O maniqueísmo pode ser ilustrado pela forma
discriminatória como é vista a aproximação do Brasil aos países da
América do Sul, na opinião da professora do Instituto de Relações
Internacionais da USP Deisy Ventura. “É uma grande ignorância da
história do nosso continente, e é um comportamento do Brasil ao longo do
tempo”, afirmou.
Para Gilberto Maringoni, professor da Universidade
Federal do ABC e ex-candidato ao governo de São Paulo pelo PSOL, o
projeto de política externa é o que deixa mais claro as diferenças entre
Dilma Rousseff (PT) e Aécio Neves (PSDB). Maringoni leu a proposta
contida no programa de governo de Aécio para assinalar algo que, na sua
visão, indica a desarticulação do Mercosul. No trecho do item VI.II. do
programa há a afirmação de que, se eleito, Aécio irá "flexibilizar as
regras do Mercosul a fim de poder avançar nas negociações com terceiros
países". "Ou seja, vão implodir o Mercosul. Vão implodir com uma
integração regional de mais de um década, que não é só comercial”, diz
Maringoni. (Os grifos em verde negritado são do ContrapontoPIG)

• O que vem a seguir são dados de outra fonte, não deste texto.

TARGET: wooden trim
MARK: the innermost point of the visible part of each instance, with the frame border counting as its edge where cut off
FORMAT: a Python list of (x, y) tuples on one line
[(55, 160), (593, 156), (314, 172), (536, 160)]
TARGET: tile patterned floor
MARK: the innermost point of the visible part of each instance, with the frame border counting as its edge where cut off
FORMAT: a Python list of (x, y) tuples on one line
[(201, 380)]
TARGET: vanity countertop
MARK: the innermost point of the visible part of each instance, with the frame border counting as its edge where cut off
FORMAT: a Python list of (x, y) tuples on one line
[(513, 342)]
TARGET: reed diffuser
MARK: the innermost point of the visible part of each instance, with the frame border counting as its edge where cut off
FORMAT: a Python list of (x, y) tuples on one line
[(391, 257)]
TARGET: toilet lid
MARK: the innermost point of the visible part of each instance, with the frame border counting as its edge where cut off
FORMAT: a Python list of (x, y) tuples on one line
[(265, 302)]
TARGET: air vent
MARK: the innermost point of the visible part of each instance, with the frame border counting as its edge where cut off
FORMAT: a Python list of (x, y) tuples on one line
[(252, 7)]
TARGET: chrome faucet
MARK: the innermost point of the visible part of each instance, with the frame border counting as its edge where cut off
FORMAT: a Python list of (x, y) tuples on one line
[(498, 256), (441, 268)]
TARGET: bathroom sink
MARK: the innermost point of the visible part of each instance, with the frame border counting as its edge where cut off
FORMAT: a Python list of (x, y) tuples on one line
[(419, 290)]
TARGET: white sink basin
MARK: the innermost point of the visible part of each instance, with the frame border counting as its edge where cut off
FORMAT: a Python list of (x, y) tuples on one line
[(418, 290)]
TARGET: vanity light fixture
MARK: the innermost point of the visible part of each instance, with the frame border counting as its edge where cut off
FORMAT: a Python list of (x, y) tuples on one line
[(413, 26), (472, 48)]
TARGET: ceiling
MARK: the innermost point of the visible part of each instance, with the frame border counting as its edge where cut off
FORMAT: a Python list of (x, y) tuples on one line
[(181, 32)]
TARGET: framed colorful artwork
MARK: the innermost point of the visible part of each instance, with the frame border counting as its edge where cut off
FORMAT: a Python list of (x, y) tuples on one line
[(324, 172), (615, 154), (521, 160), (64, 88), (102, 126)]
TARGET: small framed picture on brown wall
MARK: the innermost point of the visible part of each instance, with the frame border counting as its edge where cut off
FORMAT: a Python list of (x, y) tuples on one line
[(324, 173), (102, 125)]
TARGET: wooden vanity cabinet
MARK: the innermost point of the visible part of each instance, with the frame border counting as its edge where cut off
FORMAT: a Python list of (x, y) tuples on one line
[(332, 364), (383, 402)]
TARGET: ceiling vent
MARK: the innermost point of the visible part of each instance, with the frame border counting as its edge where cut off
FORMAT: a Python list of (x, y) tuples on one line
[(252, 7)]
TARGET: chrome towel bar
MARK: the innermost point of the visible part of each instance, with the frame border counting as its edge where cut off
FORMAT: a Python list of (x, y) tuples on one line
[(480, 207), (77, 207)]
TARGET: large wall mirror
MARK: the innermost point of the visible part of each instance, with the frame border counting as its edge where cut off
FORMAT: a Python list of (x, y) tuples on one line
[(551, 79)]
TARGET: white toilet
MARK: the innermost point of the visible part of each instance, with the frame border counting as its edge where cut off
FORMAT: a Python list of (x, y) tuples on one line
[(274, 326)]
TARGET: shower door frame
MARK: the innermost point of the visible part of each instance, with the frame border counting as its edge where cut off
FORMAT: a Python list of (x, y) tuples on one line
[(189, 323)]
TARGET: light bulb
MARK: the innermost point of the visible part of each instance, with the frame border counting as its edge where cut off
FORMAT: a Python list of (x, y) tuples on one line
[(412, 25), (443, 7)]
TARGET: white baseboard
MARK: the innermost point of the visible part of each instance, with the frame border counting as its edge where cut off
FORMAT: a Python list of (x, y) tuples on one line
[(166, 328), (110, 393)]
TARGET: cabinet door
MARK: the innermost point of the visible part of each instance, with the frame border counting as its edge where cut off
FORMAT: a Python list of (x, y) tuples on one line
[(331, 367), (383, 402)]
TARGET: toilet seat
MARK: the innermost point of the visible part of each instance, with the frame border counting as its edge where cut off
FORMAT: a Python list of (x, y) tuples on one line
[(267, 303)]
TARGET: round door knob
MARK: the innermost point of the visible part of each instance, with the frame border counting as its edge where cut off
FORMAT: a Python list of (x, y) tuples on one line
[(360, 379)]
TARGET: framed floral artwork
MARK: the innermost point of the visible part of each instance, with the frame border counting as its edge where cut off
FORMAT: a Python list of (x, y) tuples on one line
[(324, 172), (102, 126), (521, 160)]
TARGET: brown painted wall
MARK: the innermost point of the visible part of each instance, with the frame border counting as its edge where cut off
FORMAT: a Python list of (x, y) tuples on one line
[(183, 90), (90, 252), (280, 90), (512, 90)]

Ventura também criticou as propostas do PSDB em
relação ao bloco sul-americano. “É uma proposta que consiste na
aproximação com o Pacífico, no estreitamento de relações com a Europa e
com os EUA. No final, o Mercosul será uma mera área de comércio,
persistirá a velha ideia de que a integração na América do Sul deve se
dar pelo comércio.”
A questão migratória também foi lembrada por
Maringoni. “Qualquer governo que ganhar as eleições precisará dar
resposta sobre a política migratória. Qualquer deslize em relação à essa
política trará um alto custo político para o governo, seja ele qual
for.”
Para Marco Aurélio Garcia, assessor da Presidência da
República em Assuntos Internacionais, existe na imprensa um discurso
contrário às ações do governo do PT em relação ao resto do mundo. “O que
se tem se dito é que, nos últimos 12 anos, abandonamos a política
externa como política de Estado e que começamos a desempenhar uma
política de governo, controlada por fatores ideológicos. Isso é ofensivo
ao Itamaraty.”
Garcia explicou que a diferença da
política de aproximação com países em desenvolvimento, adotada por Lula,
se deu, principalmente, em razão das prioridades do projeto de governo.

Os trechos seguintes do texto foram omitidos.